How to apply the quote in daily life

A useful way to apply this is to separate, honestly, what you have avoided doing wrong from what you have actively contributed in a given week. The first list is usually longer and easier to produce without much thought. The second list, if it comes up noticeably short, is the one worth paying closer attention to.

This works in ordinary settings without needing a dramatic gesture behind it. Checking in on a colleague who seems overwhelmed, staying a few minutes longer to help someone who is stuck, or simply naming a problem instead of quietly working around it, all count as the second kind of standard, even though none of them are strictly required by any job description.


What the quote teaches about leadership

Leadership judged only by the absence of bad decisions tends to produce stability at best. Brin's quote points toward something more demanding: leadership judged by what it actively builds for the people affected by it. Employees tend to stay loyal to leaders who invest in their growth, not merely leaders who avoid mistreating them.

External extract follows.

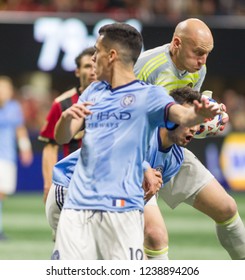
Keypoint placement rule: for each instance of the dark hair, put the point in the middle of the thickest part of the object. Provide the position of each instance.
(185, 95)
(129, 39)
(87, 51)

The same applies outside formal leadership roles. A team member who never causes problems is easy to work with. A team member who actively looks for ways to make the whole group better is the one whose absence would actually be felt.


The difference between avoiding harm and creating value

Avoiding harm protects what already exists. Doing good adds something that was not there before. A business that follows every regulation has met its obligations. A business that also reduces its environmental impact or invests seriously in its local community has gone further, without either business technically doing anything wrong.

Brin's quote asks people to think in terms of contribution rather than compliance, a shift that applies just as easily to an individual's week as it does to a company's annual report.


Some other famous quotes by Sergey Brin

  • "Solving big problems is easier than solving little problems."
  • "Obviously everyone wants to be successful, but I want to be looked back on as being very innovative, very trusted and ethical and ultimately making a big difference in the world."
  • "You can make money without doing evil."